Andy Burnham isn’t the only King in the North

Will John Swinney’s SNP collaborate with the new prime minister – or resist him?

By Chris Deerin

King of the north, you say? That’s a matter of definition. Andy Burnham may have laid claim to the title, but John Swinney might point out that the UK extends significantly beyond Manchester. Given the independence movement’s republican tendencies, “king” is not a word the First Minister would associate himself with, but there is little doubt who rules over Northern Britain. The question, as we await the uncontested elevation of Burnham to Downing Street, is whether these two monarchs can work together more profitably than their predecessors.

At this early stage, there is some cause for optimism. Burnham’s devolutionary instincts, his plans to remove key levers of government from London and Whitehall in order to create a “No 10 North”, are both radical and in tune with the ideas of identity and control that underwrote the creation of Holyrood, the Senedd and the Northern Ireland assembly. So, too, is the intention to pass greater powers to directly elected mayors and local authorities.

In an article for the Scotsman this week, the presumptive prime minister used language that could just as easily have come from an SNP leader. “After 10 years of political turbulence since Brexit, and 20 years of falling living standards since the financial crash, Westminster has not been working for people,” wrote Burnham. “It has not been working for a very long time. In fact, it is broken. We will make politics work for you, and the place where you live. The days of Whitehall fighting the devolution of power into the regions and nations are over. For good.”

There is plenty of policy crossover, too. Burnham makes much of the Bee bus network in Manchester – Edinburgh’s Lothian buses operate on a similar model. His proposal to take essential utilities under public control essentially mirrors much of what is already in place in Scotland where, for example, the water industry is controlled by Scottish Water, a state quango.

The Scottish government is unlikely to follow England down the mayoral route – “just another needless layer”, a senior figure told me – but it is looking at greater devolution of power to the regions as well as more ultra-local devolution that would allow communities to directly address what they decide are their key priorities.

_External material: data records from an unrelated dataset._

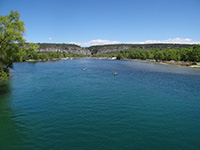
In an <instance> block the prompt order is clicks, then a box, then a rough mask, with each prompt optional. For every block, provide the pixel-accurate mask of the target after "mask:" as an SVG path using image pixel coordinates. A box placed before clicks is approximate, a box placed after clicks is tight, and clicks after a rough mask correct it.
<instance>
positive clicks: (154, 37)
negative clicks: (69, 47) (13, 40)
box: [0, 0, 200, 46]
mask: <svg viewBox="0 0 200 150" xmlns="http://www.w3.org/2000/svg"><path fill="white" fill-rule="evenodd" d="M11 10H17V11H18V12H19V13H20V14H21V20H23V21H24V22H25V24H26V25H25V27H26V30H27V32H26V34H25V38H26V39H27V41H28V42H40V43H43V42H48V43H76V44H79V45H82V46H89V45H96V44H114V43H199V41H200V19H199V18H200V0H0V15H7V14H9V13H10V11H11Z"/></svg>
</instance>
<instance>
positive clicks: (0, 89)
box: [0, 81, 10, 96]
mask: <svg viewBox="0 0 200 150" xmlns="http://www.w3.org/2000/svg"><path fill="white" fill-rule="evenodd" d="M8 93H10V82H9V81H4V82H1V83H0V96H2V95H5V94H8Z"/></svg>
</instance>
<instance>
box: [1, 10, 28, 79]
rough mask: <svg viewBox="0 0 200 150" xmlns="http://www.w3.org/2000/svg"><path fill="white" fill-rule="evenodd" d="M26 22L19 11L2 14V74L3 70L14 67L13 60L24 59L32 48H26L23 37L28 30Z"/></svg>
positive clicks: (1, 36)
mask: <svg viewBox="0 0 200 150" xmlns="http://www.w3.org/2000/svg"><path fill="white" fill-rule="evenodd" d="M24 24H25V23H24V22H23V21H22V20H20V14H19V13H18V12H17V11H11V12H10V14H9V15H5V16H2V15H1V16H0V71H1V74H0V76H2V74H3V73H2V71H3V72H6V73H7V72H8V68H13V62H16V61H23V59H24V58H25V56H26V53H27V51H28V50H29V49H30V48H31V46H30V47H29V48H28V49H27V48H26V44H25V41H26V40H25V39H24V38H23V35H24V33H25V31H26V29H25V27H24ZM4 76H5V75H4Z"/></svg>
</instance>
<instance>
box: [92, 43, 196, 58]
mask: <svg viewBox="0 0 200 150" xmlns="http://www.w3.org/2000/svg"><path fill="white" fill-rule="evenodd" d="M94 56H96V57H105V56H107V57H117V59H124V58H129V59H143V60H144V59H155V60H157V61H159V60H175V61H192V62H200V45H195V46H194V47H189V48H181V49H167V50H159V49H152V50H138V49H130V50H124V51H120V52H116V53H108V54H97V55H94Z"/></svg>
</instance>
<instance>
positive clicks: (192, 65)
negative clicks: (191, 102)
mask: <svg viewBox="0 0 200 150" xmlns="http://www.w3.org/2000/svg"><path fill="white" fill-rule="evenodd" d="M75 58H86V59H109V60H116V59H117V57H64V58H53V59H37V60H34V59H29V60H26V62H37V61H43V62H45V61H58V60H68V59H70V60H72V59H75ZM127 60H132V61H140V62H152V63H156V64H163V65H176V66H186V67H191V68H200V63H197V65H193V62H183V61H175V60H170V61H156V60H154V59H145V60H142V59H127Z"/></svg>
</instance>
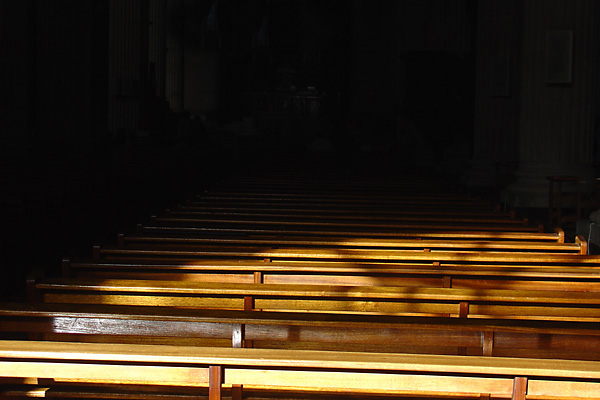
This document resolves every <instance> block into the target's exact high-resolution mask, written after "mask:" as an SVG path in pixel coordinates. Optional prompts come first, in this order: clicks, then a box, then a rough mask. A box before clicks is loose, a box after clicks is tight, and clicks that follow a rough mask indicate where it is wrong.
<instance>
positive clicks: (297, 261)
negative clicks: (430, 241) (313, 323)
mask: <svg viewBox="0 0 600 400" xmlns="http://www.w3.org/2000/svg"><path fill="white" fill-rule="evenodd" d="M62 267H63V276H65V277H80V278H119V279H157V280H173V281H188V282H230V283H231V282H238V283H266V284H281V283H286V284H302V283H305V284H306V283H307V284H315V285H317V284H320V285H350V286H406V287H454V288H471V289H476V288H479V289H526V290H564V291H593V292H600V267H598V266H597V265H594V264H585V265H580V266H576V265H572V264H566V265H563V266H560V265H544V264H542V265H535V264H533V263H532V264H525V263H521V264H519V263H514V264H511V263H509V262H507V263H505V264H494V263H487V264H486V263H484V262H481V263H478V264H459V263H449V262H448V263H447V262H444V263H443V265H442V264H440V265H437V264H436V262H427V261H425V260H423V261H422V262H420V263H417V262H413V263H405V264H403V263H400V262H398V263H369V262H305V261H283V262H282V261H273V262H264V261H263V260H245V261H241V260H239V259H230V260H222V259H218V260H207V259H196V260H167V259H164V260H152V259H129V260H128V259H118V258H113V259H75V260H72V261H71V260H68V259H65V260H63V263H62Z"/></svg>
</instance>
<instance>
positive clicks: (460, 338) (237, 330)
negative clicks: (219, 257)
mask: <svg viewBox="0 0 600 400" xmlns="http://www.w3.org/2000/svg"><path fill="white" fill-rule="evenodd" d="M340 332H344V334H340ZM0 333H2V334H4V335H6V336H7V337H11V338H22V339H24V338H27V337H28V335H30V334H35V335H38V336H39V335H41V338H43V339H44V340H53V341H71V342H103V343H142V344H144V343H146V344H148V343H153V344H172V345H195V346H207V345H210V346H217V345H218V346H224V347H254V348H282V349H312V350H340V351H360V352H389V353H413V354H416V353H422V354H458V355H472V356H482V355H483V356H499V357H520V358H523V357H526V358H561V359H580V360H596V361H600V330H599V329H597V323H589V322H565V321H562V322H557V321H527V320H518V319H516V320H511V319H470V318H462V319H459V318H450V317H437V318H436V317H405V316H383V315H352V314H336V313H330V314H320V313H298V312H296V313H293V312H265V311H256V310H254V311H236V310H188V309H175V308H168V307H141V306H137V307H136V306H111V305H89V304H85V305H80V304H35V305H33V304H14V303H12V304H0ZM19 334H20V335H19ZM11 335H12V336H11ZM6 336H5V337H6Z"/></svg>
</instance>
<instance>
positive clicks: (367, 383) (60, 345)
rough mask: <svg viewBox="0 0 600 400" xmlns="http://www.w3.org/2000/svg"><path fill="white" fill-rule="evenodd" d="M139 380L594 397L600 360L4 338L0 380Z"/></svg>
mask: <svg viewBox="0 0 600 400" xmlns="http://www.w3.org/2000/svg"><path fill="white" fill-rule="evenodd" d="M15 378H30V379H31V378H37V379H52V382H50V389H52V387H53V386H60V384H61V383H62V382H73V381H76V382H79V383H91V382H93V383H98V382H100V383H105V384H107V383H113V384H123V383H129V384H131V383H136V384H140V385H152V384H155V385H163V387H164V385H171V386H175V387H179V386H186V387H208V399H209V400H218V399H221V398H222V397H223V387H224V385H228V386H229V385H232V386H230V387H232V388H233V391H234V393H232V397H233V399H236V400H237V399H241V398H242V390H243V391H244V392H245V391H246V390H249V389H250V390H260V391H264V393H265V394H266V395H267V396H268V395H269V393H273V392H275V393H277V392H285V391H287V392H288V394H290V393H291V394H292V395H293V393H294V392H297V391H310V392H312V393H320V394H321V395H322V394H325V393H335V394H342V395H343V394H344V393H355V394H362V395H364V396H367V398H368V396H369V395H377V394H386V395H394V396H396V397H415V396H423V397H425V398H427V397H429V398H439V397H449V398H465V396H467V397H471V398H479V399H490V398H511V399H513V400H525V399H526V398H529V399H531V398H549V399H563V400H564V399H567V398H568V399H579V398H586V399H594V398H595V399H598V398H600V397H599V396H600V383H598V380H599V379H600V364H599V363H597V362H590V361H578V360H577V361H576V360H545V361H540V360H533V359H513V358H490V357H484V358H480V357H464V356H439V355H435V356H432V355H408V354H385V355H383V354H381V353H379V354H376V353H375V354H374V353H352V352H323V351H292V350H270V349H269V350H265V349H244V348H232V349H223V348H210V347H181V346H150V345H130V344H127V345H123V344H97V343H58V342H32V341H0V381H2V380H4V379H15Z"/></svg>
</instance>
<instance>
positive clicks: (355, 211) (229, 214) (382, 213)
mask: <svg viewBox="0 0 600 400" xmlns="http://www.w3.org/2000/svg"><path fill="white" fill-rule="evenodd" d="M165 215H168V216H171V217H181V218H199V219H201V218H253V219H255V218H260V219H265V220H269V219H277V220H308V221H313V220H326V221H370V222H377V221H379V222H394V223H403V222H409V221H420V222H425V221H427V222H433V223H437V222H438V221H440V222H446V221H449V222H471V223H474V224H486V223H490V224H492V223H494V224H506V225H522V224H526V223H527V220H526V219H523V220H518V219H515V218H511V217H509V216H508V215H505V214H500V213H482V212H477V211H470V210H466V211H446V210H436V209H434V210H432V209H424V210H422V211H420V210H406V209H403V210H395V211H387V212H382V211H381V210H370V209H369V210H364V209H350V210H343V209H339V208H337V209H334V210H305V209H273V208H271V207H264V208H262V209H261V208H244V207H240V206H237V207H230V208H223V207H222V206H220V207H189V206H188V207H186V206H182V207H178V208H176V209H174V210H171V209H167V210H166V211H165Z"/></svg>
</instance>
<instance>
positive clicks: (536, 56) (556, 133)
mask: <svg viewBox="0 0 600 400" xmlns="http://www.w3.org/2000/svg"><path fill="white" fill-rule="evenodd" d="M596 4H597V2H596V1H594V0H525V1H524V2H523V7H524V9H523V39H522V53H521V54H522V66H521V106H520V123H519V167H518V169H517V171H516V178H517V179H516V181H515V182H514V183H512V184H511V185H509V186H508V187H507V188H506V192H505V200H506V202H507V203H508V204H509V205H511V206H513V207H546V206H547V205H548V181H547V179H546V177H547V176H549V175H574V176H579V177H581V178H582V179H589V178H592V177H593V175H594V171H593V168H592V161H593V160H592V149H593V123H594V108H593V99H594V96H593V91H594V82H593V71H594V59H595V57H594V56H595V48H594V45H595V42H596V40H595V36H596V34H595V26H594V22H595V11H596V7H597V5H596ZM554 35H557V36H562V37H563V38H566V40H567V42H566V43H567V44H568V43H572V46H564V45H560V46H559V47H554V46H553V45H552V43H551V46H550V47H548V43H549V42H548V39H549V38H550V39H552V37H553V36H554ZM569 35H572V41H570V39H569ZM559 40H561V39H560V38H559ZM562 43H563V44H564V43H565V42H564V41H563V42H562ZM568 47H571V50H572V51H571V52H570V53H571V55H570V54H569V51H568V50H569V48H568ZM562 66H564V68H563V69H561V67H562ZM569 68H570V71H569Z"/></svg>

There are similar political conversations taking place north and south of the border: about whether too many young people are going to university when they might be better served by college education and apprenticeships; about reindustrialisation, especially around the defence industry, which has a heavy footprint in Scotland, and renewable energy; about the need to build more houses and rejuvenate ailing high streets; about how best to tackle the rising welfare bill; abou thow to create a renewed social contract that can rebuild public trust and see off the populist parties that have gathered support in recent years.

There is no good reason that both governments cannot work together on some of these issues, inspiring and learning from one another. This would, of course, require a grown-up form of politics on both sides, which has up till now been in short supply. But I do wonder what John Swinney has to lose from pursuing a more open, friendlier and more collaborative approach to Westminster, especially when the new prime minister leans the way Burnham does. The politics of grievance has grown old and stale. Independence is not just around the corner. People are looking to their leaders to show they can make a difference, to put country before party. False divisions and confected rows serve no-one in a climate where many of the policy challenges facing Scotland and England are similar if not identical.

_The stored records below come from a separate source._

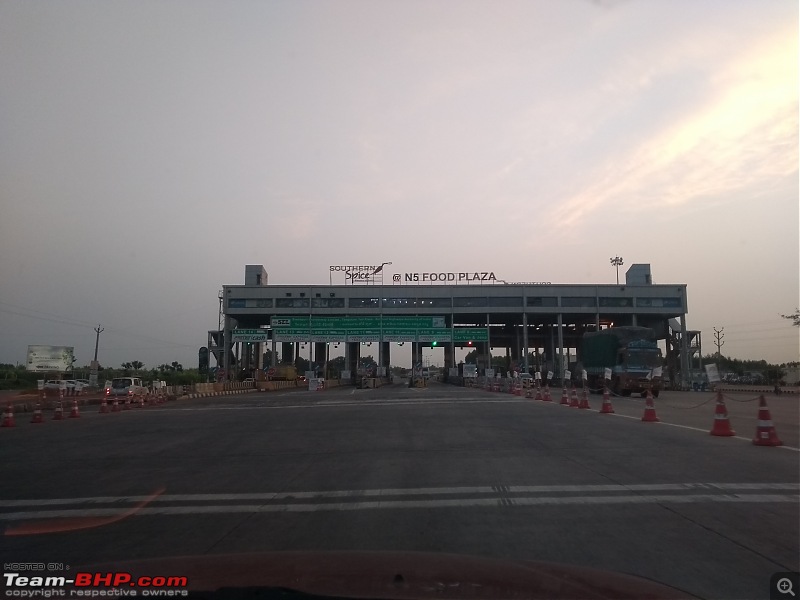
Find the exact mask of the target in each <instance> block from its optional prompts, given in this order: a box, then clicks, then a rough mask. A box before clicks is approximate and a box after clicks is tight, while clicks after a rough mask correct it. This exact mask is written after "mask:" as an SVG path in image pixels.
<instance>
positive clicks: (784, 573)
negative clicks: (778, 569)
mask: <svg viewBox="0 0 800 600" xmlns="http://www.w3.org/2000/svg"><path fill="white" fill-rule="evenodd" d="M798 583H800V572H798V571H783V572H779V573H773V574H772V577H770V579H769V597H770V600H776V599H777V600H788V599H790V598H793V599H795V600H797V594H798V590H797V586H798Z"/></svg>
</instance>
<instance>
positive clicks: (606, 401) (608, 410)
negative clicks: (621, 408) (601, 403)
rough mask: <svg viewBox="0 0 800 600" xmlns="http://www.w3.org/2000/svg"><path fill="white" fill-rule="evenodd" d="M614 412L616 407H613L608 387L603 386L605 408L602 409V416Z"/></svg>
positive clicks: (603, 393)
mask: <svg viewBox="0 0 800 600" xmlns="http://www.w3.org/2000/svg"><path fill="white" fill-rule="evenodd" d="M613 412H614V407H613V406H611V394H610V393H609V391H608V386H603V406H602V407H601V408H600V414H602V415H609V414H611V413H613Z"/></svg>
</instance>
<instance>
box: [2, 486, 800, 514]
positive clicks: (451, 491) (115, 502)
mask: <svg viewBox="0 0 800 600" xmlns="http://www.w3.org/2000/svg"><path fill="white" fill-rule="evenodd" d="M696 490H721V491H725V490H751V491H752V490H787V491H794V492H798V493H800V482H795V483H785V482H780V483H751V482H743V483H641V484H639V483H635V484H628V485H625V484H576V485H492V486H462V487H431V488H383V489H370V490H328V491H312V492H258V493H244V494H161V495H159V496H156V497H152V496H94V497H84V498H43V499H33V500H0V508H12V507H19V506H54V505H63V504H114V503H135V502H141V501H143V500H149V501H150V502H153V503H155V502H224V501H246V500H251V501H252V500H260V501H265V502H269V501H272V500H286V499H299V500H305V499H311V500H314V499H319V498H364V497H376V496H378V497H380V496H384V497H395V496H442V495H459V494H461V495H466V494H494V495H495V496H502V495H504V494H520V493H525V494H542V493H573V494H575V493H594V492H647V491H690V492H691V491H696Z"/></svg>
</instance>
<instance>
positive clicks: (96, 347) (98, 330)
mask: <svg viewBox="0 0 800 600" xmlns="http://www.w3.org/2000/svg"><path fill="white" fill-rule="evenodd" d="M103 331H105V328H104V327H100V325H98V326H97V327H95V328H94V332H95V333H96V334H97V335H96V336H95V338H94V362H97V347H98V346H99V345H100V334H101V333H102V332H103Z"/></svg>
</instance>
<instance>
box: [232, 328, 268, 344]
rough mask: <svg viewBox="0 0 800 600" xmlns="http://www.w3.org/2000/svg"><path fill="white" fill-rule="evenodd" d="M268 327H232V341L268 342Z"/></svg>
mask: <svg viewBox="0 0 800 600" xmlns="http://www.w3.org/2000/svg"><path fill="white" fill-rule="evenodd" d="M267 333H268V332H267V330H266V329H231V341H232V342H251V343H252V342H266V341H267Z"/></svg>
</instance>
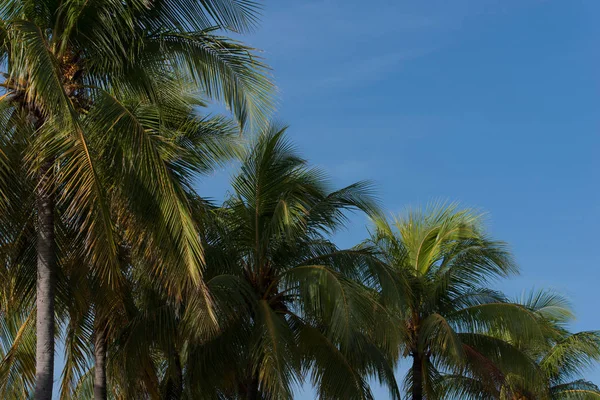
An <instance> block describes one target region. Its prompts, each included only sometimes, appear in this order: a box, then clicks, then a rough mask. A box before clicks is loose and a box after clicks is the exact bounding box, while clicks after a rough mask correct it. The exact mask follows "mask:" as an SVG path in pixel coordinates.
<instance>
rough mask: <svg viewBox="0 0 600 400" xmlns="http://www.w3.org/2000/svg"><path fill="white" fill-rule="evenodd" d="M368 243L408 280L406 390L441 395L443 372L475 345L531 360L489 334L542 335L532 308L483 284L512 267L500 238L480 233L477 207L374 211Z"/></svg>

The refashioning of the state will be at the centre of the coming years for both Holyrood and Westminster. Swinney acknowledged as much when he appointed Ivan McKee to the new post of Cabinet Secretary for Public Service Reform. McKee is that rare thing in Nat circles, a former businessman who casts a gimlet eye over public sector waste and duplication. He has been charged with making the vast Scottish state more effective and efficient. I’m told he and Jenny Gilruth, the Finance Secretary and Deputy First Minister, are “joined at the hip” when it comes to identifying savings. There has already been work done on merging the back office functions of quangos, with more to come. The Scottish Government’s property portfolio is shrinking, and civil service numbers are starting to come down.

McKee and Gilruth want to go further – they will have to, given the administration faces a £5bn funding gap, and work is underway to identify additional savings over the summer. There are something like 500 separate agencies handing out grants of public money, which seems rather excessive and is certainly confusing for applicants. There is a desire to break down silos in different departments that prevent progress being made. There is an understanding that tough choices are better made in the early months and years of a government, when political capital is at its strongest. The First Minister is said to be fully behind his ministers, and there is hope the opposition parties will play a constructive role in driving through change.

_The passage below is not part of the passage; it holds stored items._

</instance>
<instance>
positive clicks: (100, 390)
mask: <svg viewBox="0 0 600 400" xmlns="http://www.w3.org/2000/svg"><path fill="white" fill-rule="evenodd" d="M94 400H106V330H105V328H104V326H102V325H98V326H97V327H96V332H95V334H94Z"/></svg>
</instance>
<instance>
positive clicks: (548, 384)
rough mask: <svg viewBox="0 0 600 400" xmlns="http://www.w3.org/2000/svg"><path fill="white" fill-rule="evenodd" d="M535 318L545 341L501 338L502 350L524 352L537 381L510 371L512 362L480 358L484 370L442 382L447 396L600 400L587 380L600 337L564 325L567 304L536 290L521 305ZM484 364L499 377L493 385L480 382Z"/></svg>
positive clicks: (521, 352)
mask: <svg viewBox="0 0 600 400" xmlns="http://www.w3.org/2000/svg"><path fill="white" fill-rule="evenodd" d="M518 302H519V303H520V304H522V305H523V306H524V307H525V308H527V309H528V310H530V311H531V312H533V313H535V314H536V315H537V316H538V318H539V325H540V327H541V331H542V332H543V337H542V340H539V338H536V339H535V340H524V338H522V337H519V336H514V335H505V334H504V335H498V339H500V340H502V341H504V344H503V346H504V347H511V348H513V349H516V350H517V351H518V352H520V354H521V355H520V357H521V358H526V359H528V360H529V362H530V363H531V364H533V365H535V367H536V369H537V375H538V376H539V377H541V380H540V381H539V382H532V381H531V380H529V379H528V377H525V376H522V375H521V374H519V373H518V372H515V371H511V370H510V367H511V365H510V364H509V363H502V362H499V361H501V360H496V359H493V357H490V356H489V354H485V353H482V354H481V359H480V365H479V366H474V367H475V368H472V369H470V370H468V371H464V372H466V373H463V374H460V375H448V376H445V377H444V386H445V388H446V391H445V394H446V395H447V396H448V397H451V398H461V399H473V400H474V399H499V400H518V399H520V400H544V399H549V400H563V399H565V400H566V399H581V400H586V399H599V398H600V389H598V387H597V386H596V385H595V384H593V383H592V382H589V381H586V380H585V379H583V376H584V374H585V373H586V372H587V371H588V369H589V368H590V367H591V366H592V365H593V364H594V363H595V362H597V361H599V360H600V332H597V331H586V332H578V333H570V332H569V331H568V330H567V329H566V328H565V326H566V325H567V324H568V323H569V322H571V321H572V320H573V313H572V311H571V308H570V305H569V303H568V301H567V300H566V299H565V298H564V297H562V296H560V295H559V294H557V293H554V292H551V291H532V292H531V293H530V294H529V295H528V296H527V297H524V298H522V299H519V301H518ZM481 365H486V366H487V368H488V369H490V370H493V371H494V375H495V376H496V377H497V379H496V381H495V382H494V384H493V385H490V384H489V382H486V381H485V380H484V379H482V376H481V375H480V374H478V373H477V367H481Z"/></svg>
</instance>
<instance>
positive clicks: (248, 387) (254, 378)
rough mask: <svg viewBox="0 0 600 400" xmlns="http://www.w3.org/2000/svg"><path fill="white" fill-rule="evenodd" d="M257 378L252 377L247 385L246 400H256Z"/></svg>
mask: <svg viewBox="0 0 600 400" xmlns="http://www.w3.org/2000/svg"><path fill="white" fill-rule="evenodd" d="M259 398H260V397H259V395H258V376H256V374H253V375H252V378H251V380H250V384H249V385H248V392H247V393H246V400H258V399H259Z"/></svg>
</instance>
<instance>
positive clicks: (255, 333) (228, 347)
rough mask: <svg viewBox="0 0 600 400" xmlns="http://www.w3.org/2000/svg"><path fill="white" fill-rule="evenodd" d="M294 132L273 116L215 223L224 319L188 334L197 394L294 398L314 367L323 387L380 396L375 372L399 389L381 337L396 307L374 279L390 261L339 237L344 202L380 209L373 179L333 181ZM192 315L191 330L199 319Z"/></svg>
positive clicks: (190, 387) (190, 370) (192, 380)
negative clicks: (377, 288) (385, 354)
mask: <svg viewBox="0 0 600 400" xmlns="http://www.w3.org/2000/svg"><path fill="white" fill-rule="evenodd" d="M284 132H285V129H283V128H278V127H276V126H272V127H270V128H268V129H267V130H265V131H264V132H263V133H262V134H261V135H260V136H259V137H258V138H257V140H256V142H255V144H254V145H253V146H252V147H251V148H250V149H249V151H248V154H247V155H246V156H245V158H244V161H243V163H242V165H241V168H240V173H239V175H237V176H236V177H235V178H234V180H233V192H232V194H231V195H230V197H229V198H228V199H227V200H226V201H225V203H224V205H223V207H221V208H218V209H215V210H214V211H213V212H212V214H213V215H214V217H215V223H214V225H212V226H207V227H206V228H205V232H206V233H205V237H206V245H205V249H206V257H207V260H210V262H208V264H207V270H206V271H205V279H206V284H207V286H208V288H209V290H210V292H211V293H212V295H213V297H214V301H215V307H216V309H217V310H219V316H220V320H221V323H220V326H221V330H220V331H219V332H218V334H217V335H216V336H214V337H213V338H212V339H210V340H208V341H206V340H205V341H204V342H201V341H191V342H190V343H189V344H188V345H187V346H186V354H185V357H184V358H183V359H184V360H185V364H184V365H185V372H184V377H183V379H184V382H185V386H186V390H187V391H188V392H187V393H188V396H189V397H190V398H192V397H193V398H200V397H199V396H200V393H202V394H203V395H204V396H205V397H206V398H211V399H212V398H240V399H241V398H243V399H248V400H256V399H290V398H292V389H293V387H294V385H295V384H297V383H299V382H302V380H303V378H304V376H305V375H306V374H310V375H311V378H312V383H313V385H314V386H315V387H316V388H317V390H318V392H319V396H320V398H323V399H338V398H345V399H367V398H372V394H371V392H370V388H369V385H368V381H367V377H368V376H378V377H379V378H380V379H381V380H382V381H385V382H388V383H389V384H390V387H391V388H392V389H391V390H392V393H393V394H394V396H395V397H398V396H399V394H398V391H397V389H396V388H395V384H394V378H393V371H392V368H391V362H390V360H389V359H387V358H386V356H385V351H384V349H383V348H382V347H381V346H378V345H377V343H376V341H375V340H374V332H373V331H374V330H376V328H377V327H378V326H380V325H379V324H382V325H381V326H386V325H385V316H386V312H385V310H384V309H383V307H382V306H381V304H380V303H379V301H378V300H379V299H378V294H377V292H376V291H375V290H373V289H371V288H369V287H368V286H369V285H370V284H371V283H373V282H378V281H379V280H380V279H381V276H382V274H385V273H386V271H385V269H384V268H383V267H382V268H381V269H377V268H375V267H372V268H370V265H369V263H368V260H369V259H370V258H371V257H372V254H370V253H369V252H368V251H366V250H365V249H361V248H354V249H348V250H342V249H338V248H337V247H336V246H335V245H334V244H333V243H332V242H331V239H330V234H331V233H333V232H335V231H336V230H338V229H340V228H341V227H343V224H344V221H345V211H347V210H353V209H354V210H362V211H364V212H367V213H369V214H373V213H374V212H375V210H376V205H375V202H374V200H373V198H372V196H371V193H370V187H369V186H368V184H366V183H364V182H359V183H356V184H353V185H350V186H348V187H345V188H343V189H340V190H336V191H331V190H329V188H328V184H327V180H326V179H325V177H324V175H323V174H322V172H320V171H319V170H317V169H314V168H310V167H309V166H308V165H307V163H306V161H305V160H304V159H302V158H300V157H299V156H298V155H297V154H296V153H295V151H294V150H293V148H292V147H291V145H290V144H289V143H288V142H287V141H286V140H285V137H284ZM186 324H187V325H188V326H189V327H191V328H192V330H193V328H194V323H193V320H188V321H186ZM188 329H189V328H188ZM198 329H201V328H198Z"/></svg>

There is plenty of scepticism over whether the SNP will have the guts to reform the state in any meaningful way – its track record hardly provides confidence. But I detect a determination at senior levels that wasn’t there before and an understanding that change is now unavoidable. There is scepticism, too, over whether Burnham’s radicalism will survive the realities of national rather than regional politics and power. But, otherwise, what’s the point of him?

However, for the first time in a while there is a fresh energy and a fresh set of ideas coming to British politics – perhaps even a degree of much-needed hope. The SNP must decide, quickly, whether it wants to take part in this new era.